The lognormal model used in the paper is basically the same as the one I developed in 1990 with Bernard Jones in what has turned out to be my most-cited paper. In fact the whole project was conceived, work done, written up and submitted in the space of a couple of months during a lovely visit to the fine city of Copenhagen. I’ve never been very good at grabbing citations – I’m more likely to fall off bandwagons rather than jump onto them – but this little paper seems to keep getting citations. It hasn’t got that many by the standards of some papers, but it’s carried on being referred to for almost twenty years, which I’m quite proud of; you can see the citations-per-year statistics even seen to be have increased recently. The model we proposed turned out to be extremely useful in a range of situations, which I suppose accounts for the citation longevity:

Citations die away for most papers, but this one is actually attracting more interest as time goes on! I don’t think this is my best paper, but it’s definitely the one I had most fun working on. I remember we had the idea of doing something with lognormal distributions over coffee one day, and just a few weeks later the paper was finished. In some ways it’s the most simple-minded paper I’ve ever written – and that’s up against some pretty stiff competition – but there you go.

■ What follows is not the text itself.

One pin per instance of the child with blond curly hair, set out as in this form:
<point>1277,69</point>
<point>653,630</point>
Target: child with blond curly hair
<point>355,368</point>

The lognormal seemed an interesting idea to explore because it applies to non-linear processes in much the same way as the normal distribution does to linear ones. What I mean is that if you have a quantity *Y* which is the sum of n independent effects, *Y=X*_{1}+X_{2}+…+X_{n}, then the distribution of *Y *tends to be normal by virtue of the *Central Limit Theorem* regardless of what the distribution of the X_{i} is If, however, the process is multiplicative so *Y=X*_{1}×X_{2}×…×X_{n} then since *log Y = log X*_{1} + log X_{2} + …+log X_{n} then the Central Limit Theorem tends to make *log Y *normal, which is what the lognormal distribution means.

The lognormal is a good distribution for things produced by multiplicative processes, such as hierarchical fragmentation or coagulation processes: the distribution of sizes of the pebbles on Brighton beach is quite a good example. It also crops up quite often in the theory of turbulence.

I’ll mention one other thing about this distribution, just because it’s fun. The lognormal distribution is an example of a distribution that’s not completely determined by knowledge of its moments. Most people assume that if you know all the moments of a distribution then that has to specify the distribution uniquely, but it ain’t necessarily so.

If you’re wondering why I mentioned citations, it’s because they’re playing an increasing role in attempts to measure the quality of research done in UK universities. Citations definitely contain some information, but interpreting them isn’t at all straightforward. Different disciplines have hugely different citation rates, for one thing. Should one count self-citations?. Also how do you apportion citations to multi-author papers? Suppose a paper with a thousand citations has 25 authors. Does each of them get the thousand citations, or should each get 1000/25? Or, put it another way, how does a single-author paper with 100 citations compare to a 50 author paper with 101?

Or perhaps a better metric would be the logarithm of the number of citations?